29.12.2025 Bundestagsnachrichten — Antwort — hib 726/2025

Hirschkalbrücken und Sellerie für die Verfassungsrichter

Berlin: (hib/VOM) Die Frage nach der Speise- und Getränkewahl für die Verpflegung im Bundeskanzleramt „dürfte grundsätzlich über das parlamentarische Kontroll- und Auskunftsinteresse hinausgehen“, schreibt die Bundesregierung in ihrer Antwort (21/3278) auf eine Kleine Anfrage der AfD-Fraktion (21/2927).
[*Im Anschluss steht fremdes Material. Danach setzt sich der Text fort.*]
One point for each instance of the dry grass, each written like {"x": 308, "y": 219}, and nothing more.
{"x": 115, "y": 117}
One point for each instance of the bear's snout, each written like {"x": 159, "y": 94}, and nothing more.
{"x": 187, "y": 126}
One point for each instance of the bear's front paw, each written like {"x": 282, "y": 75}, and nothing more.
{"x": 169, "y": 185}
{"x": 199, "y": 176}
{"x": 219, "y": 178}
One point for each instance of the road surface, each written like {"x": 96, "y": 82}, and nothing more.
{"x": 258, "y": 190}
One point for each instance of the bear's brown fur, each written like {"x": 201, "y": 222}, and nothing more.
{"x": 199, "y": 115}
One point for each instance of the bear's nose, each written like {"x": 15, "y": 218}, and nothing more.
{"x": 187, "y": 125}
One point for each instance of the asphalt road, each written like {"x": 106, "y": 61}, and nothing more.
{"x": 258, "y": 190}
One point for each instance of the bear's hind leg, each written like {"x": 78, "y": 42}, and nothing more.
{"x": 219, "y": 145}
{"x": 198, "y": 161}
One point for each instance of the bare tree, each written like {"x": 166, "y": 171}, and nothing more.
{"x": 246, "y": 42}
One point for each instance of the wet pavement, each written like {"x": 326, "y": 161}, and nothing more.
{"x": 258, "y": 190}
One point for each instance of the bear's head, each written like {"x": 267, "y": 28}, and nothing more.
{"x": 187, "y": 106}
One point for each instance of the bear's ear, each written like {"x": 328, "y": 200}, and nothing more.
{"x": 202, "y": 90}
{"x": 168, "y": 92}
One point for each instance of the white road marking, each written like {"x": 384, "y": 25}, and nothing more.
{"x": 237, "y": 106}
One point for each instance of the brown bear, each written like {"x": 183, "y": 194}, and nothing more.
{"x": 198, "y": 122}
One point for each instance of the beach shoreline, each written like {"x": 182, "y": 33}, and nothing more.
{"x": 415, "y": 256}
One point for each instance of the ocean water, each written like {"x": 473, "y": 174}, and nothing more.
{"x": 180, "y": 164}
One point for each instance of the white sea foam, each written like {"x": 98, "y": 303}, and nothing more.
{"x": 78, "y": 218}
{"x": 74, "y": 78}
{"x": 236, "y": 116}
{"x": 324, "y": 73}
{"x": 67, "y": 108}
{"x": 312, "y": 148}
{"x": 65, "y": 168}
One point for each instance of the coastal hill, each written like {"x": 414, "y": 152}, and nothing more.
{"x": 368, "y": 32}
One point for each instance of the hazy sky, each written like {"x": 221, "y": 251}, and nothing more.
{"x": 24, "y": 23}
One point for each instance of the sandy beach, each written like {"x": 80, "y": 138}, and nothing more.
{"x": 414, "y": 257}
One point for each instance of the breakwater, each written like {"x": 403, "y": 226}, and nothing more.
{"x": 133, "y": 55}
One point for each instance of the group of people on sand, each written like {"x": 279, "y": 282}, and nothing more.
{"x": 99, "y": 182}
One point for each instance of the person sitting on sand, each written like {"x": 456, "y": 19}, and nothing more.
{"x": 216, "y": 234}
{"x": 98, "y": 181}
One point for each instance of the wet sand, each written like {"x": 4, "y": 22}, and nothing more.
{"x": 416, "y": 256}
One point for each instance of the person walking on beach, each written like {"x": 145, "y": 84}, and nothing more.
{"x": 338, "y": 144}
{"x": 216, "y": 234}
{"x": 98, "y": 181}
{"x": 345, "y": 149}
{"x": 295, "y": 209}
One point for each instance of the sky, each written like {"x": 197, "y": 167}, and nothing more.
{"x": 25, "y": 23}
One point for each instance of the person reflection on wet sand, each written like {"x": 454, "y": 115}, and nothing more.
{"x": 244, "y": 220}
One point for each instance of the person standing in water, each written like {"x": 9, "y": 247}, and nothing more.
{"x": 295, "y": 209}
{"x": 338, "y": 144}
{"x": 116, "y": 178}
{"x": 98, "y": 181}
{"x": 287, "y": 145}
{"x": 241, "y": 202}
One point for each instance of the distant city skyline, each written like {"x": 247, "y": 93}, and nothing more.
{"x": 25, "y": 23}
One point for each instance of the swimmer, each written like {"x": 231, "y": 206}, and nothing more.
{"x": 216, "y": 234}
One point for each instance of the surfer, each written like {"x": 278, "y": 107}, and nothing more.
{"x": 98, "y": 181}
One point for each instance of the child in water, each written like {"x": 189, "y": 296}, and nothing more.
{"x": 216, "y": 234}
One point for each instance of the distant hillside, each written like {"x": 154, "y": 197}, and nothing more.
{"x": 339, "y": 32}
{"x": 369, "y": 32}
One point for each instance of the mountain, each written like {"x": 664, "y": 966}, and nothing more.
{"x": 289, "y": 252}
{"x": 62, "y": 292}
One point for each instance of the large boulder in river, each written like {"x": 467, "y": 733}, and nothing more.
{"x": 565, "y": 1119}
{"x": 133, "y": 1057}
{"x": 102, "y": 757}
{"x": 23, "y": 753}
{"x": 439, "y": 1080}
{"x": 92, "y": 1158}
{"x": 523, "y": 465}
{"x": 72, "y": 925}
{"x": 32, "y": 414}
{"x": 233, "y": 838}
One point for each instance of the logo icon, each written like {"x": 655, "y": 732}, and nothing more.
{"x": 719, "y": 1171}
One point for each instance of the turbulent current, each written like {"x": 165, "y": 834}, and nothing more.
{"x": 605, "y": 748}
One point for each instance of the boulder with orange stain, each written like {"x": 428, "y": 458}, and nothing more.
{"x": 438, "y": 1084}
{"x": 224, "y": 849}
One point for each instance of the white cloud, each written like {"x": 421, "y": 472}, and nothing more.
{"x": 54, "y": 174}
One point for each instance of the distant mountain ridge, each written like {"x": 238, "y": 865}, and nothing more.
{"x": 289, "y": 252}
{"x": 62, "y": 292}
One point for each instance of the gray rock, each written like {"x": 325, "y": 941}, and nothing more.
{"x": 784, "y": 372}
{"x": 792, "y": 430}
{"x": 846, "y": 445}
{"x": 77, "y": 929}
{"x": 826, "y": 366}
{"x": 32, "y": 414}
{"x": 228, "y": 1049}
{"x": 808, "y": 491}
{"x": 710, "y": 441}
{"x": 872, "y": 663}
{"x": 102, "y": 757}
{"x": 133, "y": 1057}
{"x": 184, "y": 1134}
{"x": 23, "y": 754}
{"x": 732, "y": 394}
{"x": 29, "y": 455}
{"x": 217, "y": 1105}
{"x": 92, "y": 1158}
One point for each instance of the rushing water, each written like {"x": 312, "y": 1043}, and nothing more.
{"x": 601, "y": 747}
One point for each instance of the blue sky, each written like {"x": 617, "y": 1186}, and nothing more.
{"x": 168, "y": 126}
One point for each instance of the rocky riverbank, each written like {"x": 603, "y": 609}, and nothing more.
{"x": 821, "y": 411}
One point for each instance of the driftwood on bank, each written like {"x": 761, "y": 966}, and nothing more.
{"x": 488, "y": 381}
Die Abgeordneten hatten sich nach einem Treffen der Bundesregierung mit Richtern des Bundesverfassungsgerichts am 9. Oktober 2025 im Bundeskanzleramt erkundigt und gefragt, welche Speisen und Getränke beim gemeinsamen Abendessen gereicht wurden.

„Ohne Anerkennung einer Rechtspflicht“ teilt die Regierung mit, dass als Vorspeise „ein Salat aus roten Beten, Feldsalat, Granatapfel und Ziegenfrischkäse“ serviert wurde. Als Hauptspeise seien wahlweise geschmorter Sellerie mit Brezelknödeln oder gebratener Hirschkalbrücken, jeweils mit Rosenkohl und Kräutersaitlingen und als Nachspeise eine Feigentarte gereicht worden. „Dazu wurde eine Weinbegleitung sowie eine Getränkeauswahl gereicht“, heißt es in der Antwort weiter.

Innenminister Dobrindt hat den Angaben zufolge seinen Impulsvortrag frei gehalten. Die Rede liege der Bundesregierung nicht vor. „Verwaltungsvorschriften, die einen Behördenleiter dazu verpflichten, seine Äußerungen und Reden zu dokumentieren, existieren nicht“, schreibt die Regierung. Sie könne auch den genauen Inhalt der Impulsvorträge von Bundesverfassungsrichter Radtke sowie Bundesverfassungsrichterin Langenfeld nicht wiedergeben.